Não lhe tendo sido disponibilizada uma cadeira para se sentar diante de Sua Senhoria, Geoffrey remediou o contratempo indo buscar uma. Pousou-a junto de um dos extremos da mesa de Ariakan, afundou-se nela, recostou-se e, erguendo as pernas magricelas, pousou confortavelmente as botas em cima da mesa.

Ariakan nada disse. Nem sequer olhou para o ladrão. Sua Senhoria estava ocupada no discurso adequado a atribuir a uma das suas leis. Nem sequer ergueu o cenho.

Ouviu-se o estrépito da lâmina de uma albarda a abater-se sobre a mesa, fendendo-a e transformando os saltos das botas de Linch em rodelas. Felizmente, a lâmina não “fatiou” as botas e os pés que se encontravam lá dentro. Geoffrey foi rápido a retirá-los da mesa. Olhando para as botas arruinadas, pôs-se a praguejar em voz alta.
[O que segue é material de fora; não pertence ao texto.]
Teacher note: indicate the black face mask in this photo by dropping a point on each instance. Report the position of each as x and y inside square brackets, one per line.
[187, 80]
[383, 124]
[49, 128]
Com a ponta do indicador, Ariakan esboçou um leve gesto.

O ajudante de Sua Senhoria agarrou Linch pelo pescoço atarracado, obrigou-o a levantar-se, retirou a cadeira e, em voz fria, ordenou-lhe que se dirigisse a Sua Senhoria em termos adequados à posição e categoria desta e que, em seguida, fosse cuidar de sua vida.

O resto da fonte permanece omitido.